Mecz w Częstochowie wywołuje wiele emocji nie tylko dlatego, że będzie ważny ze sportowego punktu widzenia dla obu zespołów, ale również w związku z zeszłoroczną rywalizacją, która rozpaliła kibiców obu drużyn do czerwoności. Dla prezesa Unibaksu wydarzenia poprzedniego sezonu nie mają żadnego znaczenia. Podkreśla, że kluczowe dla jego klubu jest to, co będzie, a kluczowe będą najbliższe dwa tygodnie.
- Ja staram się takimi sprawami z przeszłości nie zajmować. Interesuje mnie zawsze to co będzie, a nie to co było. A najważniejszy w tym spotkaniu będzie wynik sportowy. Forma zespołu na pewno nadal nie jest optymalna, aczkolwiek patrząc na jazdę poszczególnych zawodników, a zwłaszcza Emila Sajfutdinowa, można powiedzieć, że wszystko zmierza we właściwym kierunku. Pozostali zawodnicy w ostatnim czasie dużo jeździli i mam nadzieję, że przełoży się to na wynik na torze. Czasu nie mamy już zbyt wiele i trzeba zdobywać punkty. Najbliższe mecze będą kluczowe. Trzeba zrobić wszystko, żeby na mecz w Lesznie drużyna była w optymalnej formie - wyjaśnił Kaczyński.
W minionym tygodniu do sztabu szkoleniowego Unibaksu dołączył Stanisław Chomski. Działacze toruńskiej drużyny mają poczucie, że zrobili wszystko, aby stworzyć odpowiednie warunki zawodnikom. Teraz wszystko zależy od ich postawy. - Nie było specjalnej mobilizacji. Rozmawialiśmy z zawodnikami o tym, że ten mecz jest ważny. Ale nie na zasadzie wywierania dodatkowej presji, bo nie o to w tym wszystkim chodzi. Wręcz przeciwnie - chcieliśmy ją zdjąć. Poza tym pojawił się trener Chomski i w jego ręce oddaliśmy przygotowanie drużyny. Przed tym meczem staraliśmy się zrobić wszystko, aby zespół zwyciężył. Mamy poczucie, że nam się udało to zrealizować. W tej chwili wszystko jest już w sprzęcie, rękach i nogach zawodników - zakończył Tomasz Kaczyński.

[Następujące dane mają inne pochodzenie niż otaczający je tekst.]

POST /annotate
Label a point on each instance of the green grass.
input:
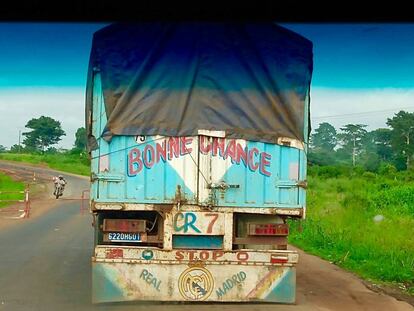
(8, 184)
(71, 163)
(340, 225)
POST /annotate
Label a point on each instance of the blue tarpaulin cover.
(251, 80)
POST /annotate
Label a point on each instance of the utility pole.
(19, 139)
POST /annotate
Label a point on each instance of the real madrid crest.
(196, 282)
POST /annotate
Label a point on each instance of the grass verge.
(71, 163)
(363, 223)
(8, 184)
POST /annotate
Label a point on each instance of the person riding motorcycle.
(59, 182)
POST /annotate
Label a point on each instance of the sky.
(363, 73)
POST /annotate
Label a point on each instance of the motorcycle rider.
(59, 181)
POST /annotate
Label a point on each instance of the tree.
(351, 139)
(382, 140)
(45, 132)
(402, 134)
(80, 138)
(324, 137)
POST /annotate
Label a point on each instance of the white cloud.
(19, 105)
(343, 106)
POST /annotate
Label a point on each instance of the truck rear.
(198, 136)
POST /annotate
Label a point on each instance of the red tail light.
(114, 253)
(278, 259)
(268, 229)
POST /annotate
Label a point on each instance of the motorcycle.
(59, 190)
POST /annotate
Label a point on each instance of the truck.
(197, 135)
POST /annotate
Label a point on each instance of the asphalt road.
(45, 264)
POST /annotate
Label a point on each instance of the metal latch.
(107, 177)
(222, 186)
(303, 184)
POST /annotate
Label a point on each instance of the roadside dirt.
(321, 286)
(41, 187)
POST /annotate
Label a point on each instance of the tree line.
(44, 132)
(354, 145)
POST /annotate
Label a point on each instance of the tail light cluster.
(268, 229)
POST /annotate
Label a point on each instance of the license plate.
(124, 237)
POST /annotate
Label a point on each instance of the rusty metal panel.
(132, 254)
(196, 281)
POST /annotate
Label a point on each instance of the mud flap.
(121, 281)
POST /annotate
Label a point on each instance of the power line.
(359, 113)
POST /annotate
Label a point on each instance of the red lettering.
(191, 255)
(218, 143)
(241, 153)
(179, 255)
(134, 160)
(204, 149)
(149, 158)
(204, 255)
(161, 151)
(173, 147)
(183, 148)
(217, 254)
(263, 163)
(231, 150)
(213, 220)
(242, 256)
(253, 166)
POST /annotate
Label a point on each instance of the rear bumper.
(130, 273)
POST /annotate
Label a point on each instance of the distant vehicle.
(197, 134)
(60, 183)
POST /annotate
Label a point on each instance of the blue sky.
(357, 68)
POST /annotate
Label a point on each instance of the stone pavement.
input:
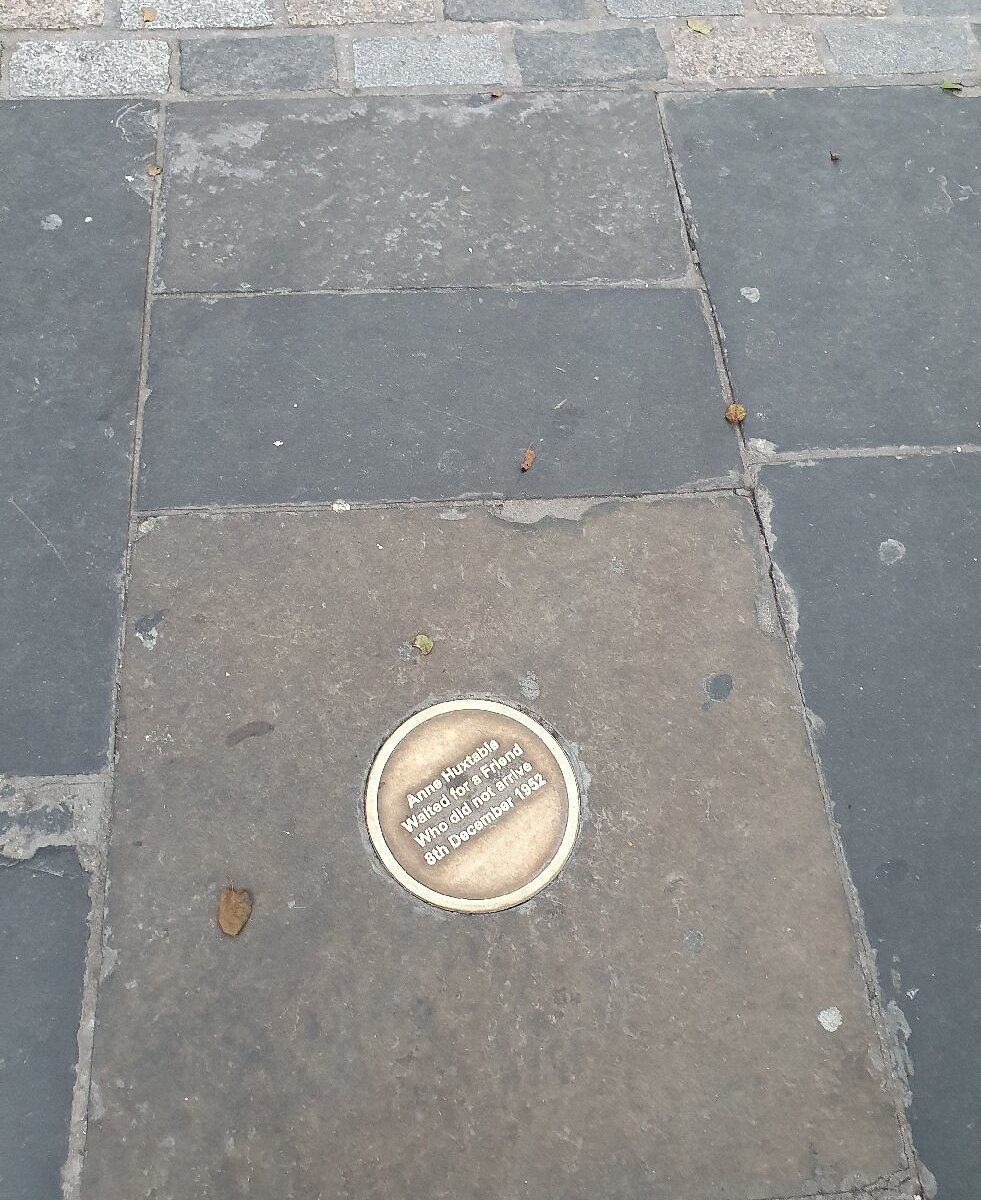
(271, 365)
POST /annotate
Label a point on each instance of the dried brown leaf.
(423, 643)
(234, 910)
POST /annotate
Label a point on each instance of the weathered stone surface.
(286, 399)
(197, 15)
(673, 7)
(355, 12)
(829, 7)
(882, 557)
(50, 13)
(229, 65)
(421, 191)
(729, 53)
(43, 905)
(600, 57)
(658, 1003)
(416, 61)
(515, 10)
(90, 69)
(873, 48)
(844, 289)
(73, 243)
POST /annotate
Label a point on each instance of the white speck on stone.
(149, 637)
(90, 69)
(529, 685)
(416, 61)
(197, 15)
(891, 551)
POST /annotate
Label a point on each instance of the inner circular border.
(459, 904)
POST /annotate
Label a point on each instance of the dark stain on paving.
(251, 730)
(718, 687)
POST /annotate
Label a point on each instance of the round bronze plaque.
(473, 805)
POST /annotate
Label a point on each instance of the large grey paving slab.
(290, 399)
(846, 291)
(648, 1026)
(883, 557)
(416, 191)
(43, 909)
(73, 243)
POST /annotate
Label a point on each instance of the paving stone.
(883, 558)
(229, 65)
(753, 53)
(940, 7)
(552, 57)
(43, 907)
(667, 1059)
(420, 191)
(515, 10)
(420, 61)
(864, 330)
(89, 69)
(198, 15)
(829, 7)
(50, 13)
(287, 399)
(355, 12)
(673, 7)
(873, 48)
(73, 243)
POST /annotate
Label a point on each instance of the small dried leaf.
(234, 910)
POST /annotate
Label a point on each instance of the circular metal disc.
(473, 805)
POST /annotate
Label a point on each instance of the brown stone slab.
(647, 1026)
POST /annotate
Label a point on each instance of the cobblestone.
(754, 53)
(674, 7)
(606, 55)
(90, 69)
(359, 12)
(197, 15)
(417, 61)
(50, 13)
(828, 7)
(876, 48)
(229, 66)
(515, 10)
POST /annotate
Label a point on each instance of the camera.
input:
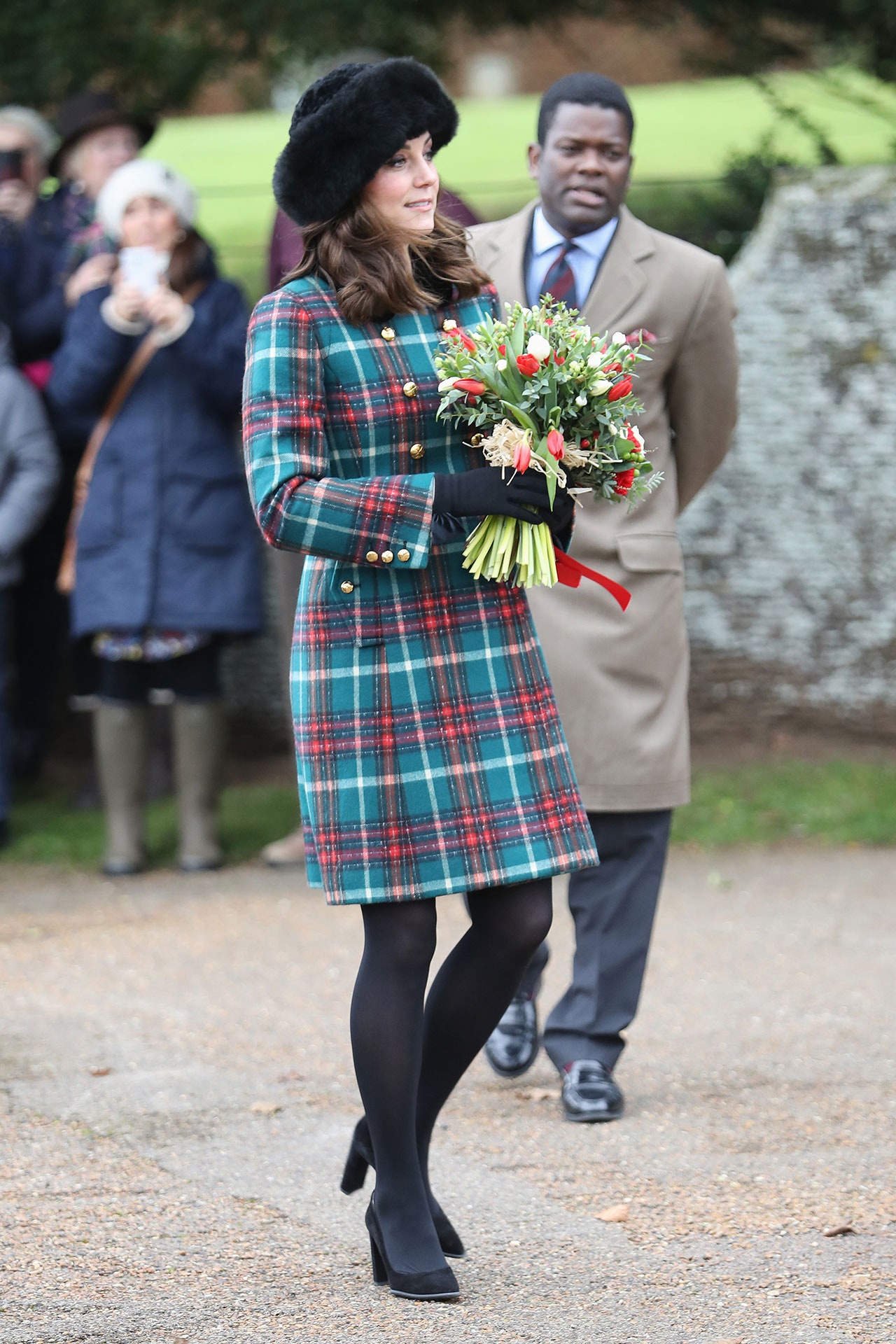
(11, 164)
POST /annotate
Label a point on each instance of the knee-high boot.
(121, 745)
(199, 739)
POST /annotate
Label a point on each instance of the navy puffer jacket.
(167, 538)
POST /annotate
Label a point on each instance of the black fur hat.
(348, 124)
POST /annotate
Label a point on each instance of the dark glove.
(484, 491)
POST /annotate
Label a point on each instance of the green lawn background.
(684, 132)
(846, 803)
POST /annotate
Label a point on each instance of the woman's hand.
(90, 274)
(164, 308)
(128, 302)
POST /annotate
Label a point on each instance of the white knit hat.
(144, 178)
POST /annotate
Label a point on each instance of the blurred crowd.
(121, 362)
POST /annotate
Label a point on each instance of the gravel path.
(176, 1098)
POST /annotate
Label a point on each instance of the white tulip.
(539, 347)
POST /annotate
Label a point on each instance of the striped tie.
(559, 281)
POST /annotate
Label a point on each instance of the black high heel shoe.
(430, 1285)
(360, 1156)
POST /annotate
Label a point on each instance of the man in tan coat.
(621, 679)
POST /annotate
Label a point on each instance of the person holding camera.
(163, 556)
(58, 257)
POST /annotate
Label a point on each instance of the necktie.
(559, 281)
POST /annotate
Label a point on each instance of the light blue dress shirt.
(586, 254)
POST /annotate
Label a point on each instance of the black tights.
(409, 1057)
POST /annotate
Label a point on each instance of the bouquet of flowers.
(545, 396)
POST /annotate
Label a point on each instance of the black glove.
(485, 491)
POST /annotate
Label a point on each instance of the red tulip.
(522, 456)
(555, 444)
(620, 388)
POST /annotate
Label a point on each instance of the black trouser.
(613, 907)
(195, 676)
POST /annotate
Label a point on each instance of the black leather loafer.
(590, 1094)
(514, 1044)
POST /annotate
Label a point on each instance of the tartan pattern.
(429, 748)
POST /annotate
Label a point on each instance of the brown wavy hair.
(191, 260)
(367, 264)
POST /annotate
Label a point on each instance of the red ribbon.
(573, 571)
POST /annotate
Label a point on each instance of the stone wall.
(792, 549)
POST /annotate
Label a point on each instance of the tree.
(156, 54)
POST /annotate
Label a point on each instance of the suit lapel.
(621, 279)
(504, 255)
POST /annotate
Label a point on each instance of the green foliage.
(833, 803)
(760, 34)
(158, 52)
(720, 216)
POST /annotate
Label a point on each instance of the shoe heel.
(355, 1171)
(378, 1265)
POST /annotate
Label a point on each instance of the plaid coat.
(430, 753)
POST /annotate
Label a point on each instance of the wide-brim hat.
(348, 124)
(89, 111)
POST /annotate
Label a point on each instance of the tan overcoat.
(621, 679)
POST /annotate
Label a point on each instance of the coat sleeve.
(31, 451)
(90, 359)
(298, 504)
(701, 387)
(213, 349)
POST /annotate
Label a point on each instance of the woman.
(430, 756)
(59, 258)
(167, 555)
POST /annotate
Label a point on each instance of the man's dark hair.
(587, 89)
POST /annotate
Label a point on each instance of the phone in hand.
(13, 164)
(143, 268)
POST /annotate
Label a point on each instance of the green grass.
(832, 803)
(684, 132)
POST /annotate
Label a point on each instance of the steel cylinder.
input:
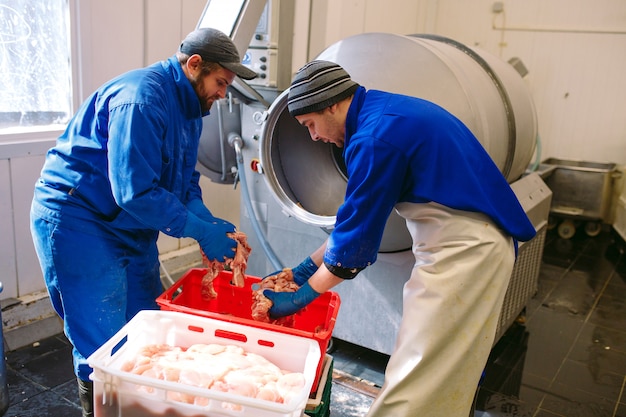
(308, 178)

Przypomnijmy, że w ostatnim meczu pomiędzy tymi zespołami na torze w Częstochowie, Włókniarz zwyciężył 47:42 (w pierwszym meczu zwyciężył Unibax 49:41). Po spotkaniu odjęto punkty, które w 14. biegu zdobył Artur Czaja. Jak się później okazało, nie był on uprawniony do startu w tym wyścigu. Wiele kontrowersji wywołała również czerwona kartka dla Rafała Szombierskiego, który zdaniem arbitra celowo upadł w 3. biegu i został wykluczony do końca meczu.